The GBP/USD pair is displaying a lackluster performance in the early Tokyo session as investors are awaiting the release of the US Consumer Price Index (CPI) data. The cable is oscillating in a narrow range of 1.1675-1.1685, followed by a decline after facing barricades around the critical resistance of 1.1700. The asset has displayed exhaustion signals while attempting to cross the round-level resistance of 1.1700, which indicates a minor correction ahead.

Considering the market estimates, the plain-vanilla CPI figure is seen at 8.1%, lower than the prior release of 8.5%. As gasoline prices have witnessed a serious decline, and the price pressures have started responding inversely to the higher interest rates, the forecasts for interest rates have trimmed dramatically.
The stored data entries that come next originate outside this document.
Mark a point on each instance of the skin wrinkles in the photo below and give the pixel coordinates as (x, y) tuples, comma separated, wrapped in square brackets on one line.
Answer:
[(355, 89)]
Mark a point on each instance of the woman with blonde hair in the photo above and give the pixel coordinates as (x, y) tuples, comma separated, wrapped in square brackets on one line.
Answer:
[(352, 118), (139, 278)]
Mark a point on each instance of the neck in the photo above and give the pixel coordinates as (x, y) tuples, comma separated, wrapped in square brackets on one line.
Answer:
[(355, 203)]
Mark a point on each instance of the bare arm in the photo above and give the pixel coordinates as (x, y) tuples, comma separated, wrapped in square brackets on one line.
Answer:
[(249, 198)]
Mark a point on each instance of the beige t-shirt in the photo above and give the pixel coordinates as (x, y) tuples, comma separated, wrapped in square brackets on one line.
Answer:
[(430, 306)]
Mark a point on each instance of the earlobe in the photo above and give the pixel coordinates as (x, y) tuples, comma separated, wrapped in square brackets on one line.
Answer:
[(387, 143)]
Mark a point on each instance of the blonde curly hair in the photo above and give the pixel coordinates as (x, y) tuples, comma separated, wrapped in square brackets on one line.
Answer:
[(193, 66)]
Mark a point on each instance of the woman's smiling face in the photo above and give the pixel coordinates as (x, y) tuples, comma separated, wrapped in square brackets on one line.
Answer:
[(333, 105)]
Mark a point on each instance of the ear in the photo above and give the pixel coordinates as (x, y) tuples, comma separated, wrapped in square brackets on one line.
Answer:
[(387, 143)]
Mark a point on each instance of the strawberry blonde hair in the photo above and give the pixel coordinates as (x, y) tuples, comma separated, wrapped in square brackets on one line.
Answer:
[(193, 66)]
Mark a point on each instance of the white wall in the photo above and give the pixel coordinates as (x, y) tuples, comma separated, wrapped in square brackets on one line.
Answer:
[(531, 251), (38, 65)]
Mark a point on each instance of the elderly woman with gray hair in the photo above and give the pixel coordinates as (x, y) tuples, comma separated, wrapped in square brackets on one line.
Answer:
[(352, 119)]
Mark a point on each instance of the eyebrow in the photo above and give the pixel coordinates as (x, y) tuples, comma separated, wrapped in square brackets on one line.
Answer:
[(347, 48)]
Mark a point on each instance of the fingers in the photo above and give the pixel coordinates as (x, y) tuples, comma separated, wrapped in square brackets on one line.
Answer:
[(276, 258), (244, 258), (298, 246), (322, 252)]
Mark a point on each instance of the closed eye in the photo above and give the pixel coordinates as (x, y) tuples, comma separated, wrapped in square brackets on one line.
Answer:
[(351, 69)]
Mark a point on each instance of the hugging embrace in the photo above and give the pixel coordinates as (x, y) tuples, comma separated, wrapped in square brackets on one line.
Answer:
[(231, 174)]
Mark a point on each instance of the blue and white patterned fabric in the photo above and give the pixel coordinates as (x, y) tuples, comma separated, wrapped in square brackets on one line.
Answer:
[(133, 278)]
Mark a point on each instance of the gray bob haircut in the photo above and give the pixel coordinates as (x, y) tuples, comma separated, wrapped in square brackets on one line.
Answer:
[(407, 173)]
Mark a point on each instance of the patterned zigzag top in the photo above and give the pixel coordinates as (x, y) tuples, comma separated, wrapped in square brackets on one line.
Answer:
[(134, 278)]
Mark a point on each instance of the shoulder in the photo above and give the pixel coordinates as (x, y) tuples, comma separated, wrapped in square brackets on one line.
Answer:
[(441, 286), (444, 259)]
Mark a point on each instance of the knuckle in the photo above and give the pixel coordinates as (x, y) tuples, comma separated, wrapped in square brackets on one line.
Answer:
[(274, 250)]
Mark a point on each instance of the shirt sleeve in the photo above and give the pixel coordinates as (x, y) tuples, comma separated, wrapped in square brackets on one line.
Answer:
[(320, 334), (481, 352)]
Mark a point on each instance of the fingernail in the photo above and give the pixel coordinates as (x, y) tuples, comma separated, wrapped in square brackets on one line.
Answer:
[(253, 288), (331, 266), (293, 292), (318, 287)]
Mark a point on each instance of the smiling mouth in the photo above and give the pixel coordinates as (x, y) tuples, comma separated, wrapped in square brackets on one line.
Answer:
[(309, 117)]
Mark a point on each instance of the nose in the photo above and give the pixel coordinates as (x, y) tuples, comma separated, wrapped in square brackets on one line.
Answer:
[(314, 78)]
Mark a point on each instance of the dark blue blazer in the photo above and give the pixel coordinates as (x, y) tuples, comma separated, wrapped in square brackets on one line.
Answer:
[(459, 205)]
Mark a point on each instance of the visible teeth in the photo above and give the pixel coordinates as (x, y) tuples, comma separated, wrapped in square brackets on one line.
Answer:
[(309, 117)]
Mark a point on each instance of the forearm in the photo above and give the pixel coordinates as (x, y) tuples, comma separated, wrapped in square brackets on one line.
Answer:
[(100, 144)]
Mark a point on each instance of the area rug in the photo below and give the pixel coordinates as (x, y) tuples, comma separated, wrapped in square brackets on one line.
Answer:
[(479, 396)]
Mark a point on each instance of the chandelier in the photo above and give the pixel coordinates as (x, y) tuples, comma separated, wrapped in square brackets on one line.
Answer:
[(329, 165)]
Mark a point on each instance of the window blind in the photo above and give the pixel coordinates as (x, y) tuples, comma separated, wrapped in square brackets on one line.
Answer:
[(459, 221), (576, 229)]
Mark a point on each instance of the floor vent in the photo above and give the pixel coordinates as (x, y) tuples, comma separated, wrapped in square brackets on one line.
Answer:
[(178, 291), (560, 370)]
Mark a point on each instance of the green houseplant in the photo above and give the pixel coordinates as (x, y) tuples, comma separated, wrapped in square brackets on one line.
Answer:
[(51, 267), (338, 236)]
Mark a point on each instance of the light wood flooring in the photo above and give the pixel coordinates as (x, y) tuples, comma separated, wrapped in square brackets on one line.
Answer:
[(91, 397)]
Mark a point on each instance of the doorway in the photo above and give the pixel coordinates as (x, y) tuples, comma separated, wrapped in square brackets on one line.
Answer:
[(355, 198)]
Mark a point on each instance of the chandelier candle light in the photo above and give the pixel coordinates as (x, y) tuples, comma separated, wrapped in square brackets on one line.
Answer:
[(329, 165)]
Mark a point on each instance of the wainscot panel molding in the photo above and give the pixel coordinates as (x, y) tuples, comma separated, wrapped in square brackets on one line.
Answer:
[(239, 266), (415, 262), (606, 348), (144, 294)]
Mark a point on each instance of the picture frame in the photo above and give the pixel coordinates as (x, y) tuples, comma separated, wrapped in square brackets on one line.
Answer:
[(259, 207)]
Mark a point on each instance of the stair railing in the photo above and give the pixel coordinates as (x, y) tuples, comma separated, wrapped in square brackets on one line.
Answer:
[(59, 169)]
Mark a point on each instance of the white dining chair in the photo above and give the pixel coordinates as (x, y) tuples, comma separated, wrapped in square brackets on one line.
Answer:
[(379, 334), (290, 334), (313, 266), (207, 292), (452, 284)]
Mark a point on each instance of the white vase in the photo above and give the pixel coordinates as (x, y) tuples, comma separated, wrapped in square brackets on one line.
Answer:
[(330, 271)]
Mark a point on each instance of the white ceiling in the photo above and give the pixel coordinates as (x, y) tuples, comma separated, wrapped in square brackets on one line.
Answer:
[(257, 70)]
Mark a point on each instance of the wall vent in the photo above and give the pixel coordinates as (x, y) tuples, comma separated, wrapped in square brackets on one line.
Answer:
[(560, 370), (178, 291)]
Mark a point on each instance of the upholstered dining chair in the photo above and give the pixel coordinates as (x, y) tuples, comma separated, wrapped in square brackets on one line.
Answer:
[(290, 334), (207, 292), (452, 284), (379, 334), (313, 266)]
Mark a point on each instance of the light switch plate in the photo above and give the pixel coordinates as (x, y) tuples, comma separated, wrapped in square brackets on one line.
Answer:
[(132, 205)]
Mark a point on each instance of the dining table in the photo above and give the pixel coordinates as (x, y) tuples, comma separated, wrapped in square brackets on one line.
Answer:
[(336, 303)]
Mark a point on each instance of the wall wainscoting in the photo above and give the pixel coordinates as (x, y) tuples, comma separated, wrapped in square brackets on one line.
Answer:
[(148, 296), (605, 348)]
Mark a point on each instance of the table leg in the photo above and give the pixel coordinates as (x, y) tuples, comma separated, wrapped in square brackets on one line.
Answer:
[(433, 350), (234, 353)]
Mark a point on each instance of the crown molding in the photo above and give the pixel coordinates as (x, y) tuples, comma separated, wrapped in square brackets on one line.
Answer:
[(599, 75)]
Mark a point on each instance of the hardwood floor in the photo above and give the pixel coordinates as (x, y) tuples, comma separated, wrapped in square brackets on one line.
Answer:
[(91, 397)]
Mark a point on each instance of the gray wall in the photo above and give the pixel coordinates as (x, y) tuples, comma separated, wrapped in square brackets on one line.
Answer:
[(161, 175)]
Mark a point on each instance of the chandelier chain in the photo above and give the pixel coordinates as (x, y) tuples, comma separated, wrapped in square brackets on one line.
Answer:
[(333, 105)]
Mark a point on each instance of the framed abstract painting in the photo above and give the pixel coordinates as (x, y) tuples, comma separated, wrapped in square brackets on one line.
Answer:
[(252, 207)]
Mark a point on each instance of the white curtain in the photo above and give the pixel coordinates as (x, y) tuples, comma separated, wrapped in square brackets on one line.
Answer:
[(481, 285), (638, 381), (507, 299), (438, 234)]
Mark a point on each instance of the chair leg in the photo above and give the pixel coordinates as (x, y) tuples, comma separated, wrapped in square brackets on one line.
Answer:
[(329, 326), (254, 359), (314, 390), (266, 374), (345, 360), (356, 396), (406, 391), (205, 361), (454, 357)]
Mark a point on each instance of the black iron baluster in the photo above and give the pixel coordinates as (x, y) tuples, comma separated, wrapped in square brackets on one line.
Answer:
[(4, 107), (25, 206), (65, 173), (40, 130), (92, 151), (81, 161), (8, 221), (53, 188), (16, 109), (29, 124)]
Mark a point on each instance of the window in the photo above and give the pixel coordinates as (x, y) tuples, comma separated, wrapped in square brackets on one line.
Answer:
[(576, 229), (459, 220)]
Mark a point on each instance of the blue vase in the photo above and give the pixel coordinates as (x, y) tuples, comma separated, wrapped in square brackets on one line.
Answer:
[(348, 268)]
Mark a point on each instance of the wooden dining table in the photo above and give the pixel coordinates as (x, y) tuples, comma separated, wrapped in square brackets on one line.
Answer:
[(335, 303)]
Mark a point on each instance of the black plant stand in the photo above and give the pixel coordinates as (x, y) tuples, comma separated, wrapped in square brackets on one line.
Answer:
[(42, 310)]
Adding to that, the core CPI that doesn’t inculcate food and energy prices is expected to rise to 6% vs. the 5.9% reported earlier.

There is no denying the fact that the Federal Reserve (Fed) will stick to its ‘hawkish’ stance on interest rates as the road destined to reach the desired inflation rate of 2% is far from over. However, a decline in the inflationary pressures will scale down the ‘hawkish’ tone as the Fed would have the luxury to go slow due to the decent response shown by the price rise index on interest rates.

On the UK front, investors are looking for employment data, which will have a significant impact on pound bulls. The Unemployment Rate is expected to remain unchanged at 3.8%. While the number of individuals claiming jobless benefits will decline by 9.2k. The Average Earnings data will improve significantly by 5% vs. 4.7%, which will support the households to offset the higher payouts led by soaring inflation.